Les conditions générales d'attribution de l'indemnité, son montant maximal ainsi que, le cas échéant, les modalités de son remboursement total ou partiel et de sa réévaluation sont déterminés par décret.
Nota
II.-Une indemnité d'étude et de projet professionnel vétérinaire peut être attribuée par les collectivités territoriales ou leurs groupements à tout étudiant régulièrement inscrit dans des études conduisant à la délivrance d'un diplôme ou d'un titre de formation vétérinaire mentionné au 1° de l'article L. 241-2 du code rural et de la pêche maritime, s'il s'engage à exercer en tant que vétérinaire dans l'une des zones définies à l'article L. 241-13 du même code en contribuant à la protection de la santé publique et en assurant la continuité et la permanence des soins aux animaux d'élevage pendant au moins cinq années consécutives. Pour bénéficier de cette aide, l'étudiant signe un contrat avec la collectivité territoriale ou le groupement qui attribue l'aide. Ce contrat peut prévoir une obligation d'installation dans la zone précitée.
Les collectivités territoriales ou leurs groupements peuvent également accorder des indemnités de logement et de déplacement aux élèves et aux étudiants mentionnés au 2° de l'article L. 243-3 dudit code lorsqu'ils effectuent leurs stages, comprenant des mises en situation professionnelle de soins aux animaux d'élevage, dans les zones définies à l'article L. 241-13 du même code.

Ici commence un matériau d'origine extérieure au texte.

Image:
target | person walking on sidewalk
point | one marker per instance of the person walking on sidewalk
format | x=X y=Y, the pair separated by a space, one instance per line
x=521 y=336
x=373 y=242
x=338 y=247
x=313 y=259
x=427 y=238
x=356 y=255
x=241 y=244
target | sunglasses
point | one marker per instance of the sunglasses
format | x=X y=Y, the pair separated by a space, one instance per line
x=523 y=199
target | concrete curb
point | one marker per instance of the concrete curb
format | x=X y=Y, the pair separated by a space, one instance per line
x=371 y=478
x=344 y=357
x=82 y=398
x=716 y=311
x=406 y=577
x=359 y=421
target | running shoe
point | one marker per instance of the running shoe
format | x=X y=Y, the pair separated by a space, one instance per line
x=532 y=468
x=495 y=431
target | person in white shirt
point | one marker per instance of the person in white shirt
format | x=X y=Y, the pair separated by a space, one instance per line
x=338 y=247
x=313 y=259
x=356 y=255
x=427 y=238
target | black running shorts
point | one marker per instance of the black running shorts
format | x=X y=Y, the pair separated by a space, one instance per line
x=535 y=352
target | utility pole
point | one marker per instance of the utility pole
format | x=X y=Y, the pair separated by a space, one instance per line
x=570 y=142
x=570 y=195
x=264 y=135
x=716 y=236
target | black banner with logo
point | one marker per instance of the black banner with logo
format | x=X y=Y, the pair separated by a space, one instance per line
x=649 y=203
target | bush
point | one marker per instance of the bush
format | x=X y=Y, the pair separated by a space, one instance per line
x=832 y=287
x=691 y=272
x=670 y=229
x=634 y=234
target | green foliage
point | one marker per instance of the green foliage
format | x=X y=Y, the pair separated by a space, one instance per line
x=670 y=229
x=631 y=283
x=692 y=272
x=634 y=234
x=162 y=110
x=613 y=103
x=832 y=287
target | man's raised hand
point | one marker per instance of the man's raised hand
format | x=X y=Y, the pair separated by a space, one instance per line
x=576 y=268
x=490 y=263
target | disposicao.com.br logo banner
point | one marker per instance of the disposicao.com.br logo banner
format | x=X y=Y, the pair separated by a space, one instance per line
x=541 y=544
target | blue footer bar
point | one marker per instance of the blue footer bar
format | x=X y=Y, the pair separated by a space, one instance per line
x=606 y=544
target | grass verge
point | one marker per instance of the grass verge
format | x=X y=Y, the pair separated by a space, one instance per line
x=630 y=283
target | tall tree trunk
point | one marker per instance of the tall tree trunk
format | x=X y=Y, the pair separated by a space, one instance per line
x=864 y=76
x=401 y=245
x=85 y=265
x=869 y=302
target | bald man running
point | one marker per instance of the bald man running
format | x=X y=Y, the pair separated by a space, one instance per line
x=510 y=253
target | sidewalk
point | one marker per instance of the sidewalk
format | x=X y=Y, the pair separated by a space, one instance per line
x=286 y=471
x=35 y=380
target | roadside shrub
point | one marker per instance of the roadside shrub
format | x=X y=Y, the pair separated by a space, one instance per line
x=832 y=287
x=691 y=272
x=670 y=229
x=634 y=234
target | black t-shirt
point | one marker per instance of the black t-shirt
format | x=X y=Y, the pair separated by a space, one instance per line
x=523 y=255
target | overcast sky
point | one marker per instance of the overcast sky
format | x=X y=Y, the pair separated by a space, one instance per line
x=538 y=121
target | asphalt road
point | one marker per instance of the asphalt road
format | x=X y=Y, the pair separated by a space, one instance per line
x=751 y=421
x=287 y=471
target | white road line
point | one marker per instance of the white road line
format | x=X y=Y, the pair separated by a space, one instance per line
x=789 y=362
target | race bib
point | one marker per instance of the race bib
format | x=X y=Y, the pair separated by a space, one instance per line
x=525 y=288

Les conditions générales d'attribution des indemnités prévues aux deux premiers alinéas du présent II, leurs montants maximaux ainsi que, le cas échéant, les modalités de leur remboursement total ou partiel et de leur réévaluation sont déterminés par décret.
II.-Une indemnité d'étude et de projet professionnel vétérinaire peut être attribuée par les collectivités territoriales ou leurs groupements à tout étudiant régulièrement inscrit dans des études conduisant à la délivrance d'un diplôme ou d'un titre de formation vétérinaire mentionné au 1° de l'article L. 241-2 du code rural et de la pêche maritime, s'il s'engage à exercer en tant que vétérinaire en contribuant à la protection de la santé publique et en assurant la continuité et la permanence des soins aux animaux d'élevage pendant au moins cinq années consécutives. Pour bénéficier de cette aide, l'étudiant signe un contrat, qui peut prévoir une obligation d'installation, avec la collectivité territoriale ou le groupement qui attribue l'aide.
Les collectivités territoriales ou leurs groupements peuvent également accorder des indemnités de logement et de déplacement aux élèves et aux étudiants mentionnés au 2° de l'article L. 243-3 dudit code lorsqu'ils effectuent leurs stages comprenant des mises en situation professionnelle de soins aux animaux d'élevage.
Les conditions générales d'attribution des indemnités prévues aux deux premiers alinéas du présent II, leurs montants maximaux ainsi que, le cas échéant, les modalités de leur remboursement total ou partiel et de leur réévaluation sont déterminés par décret.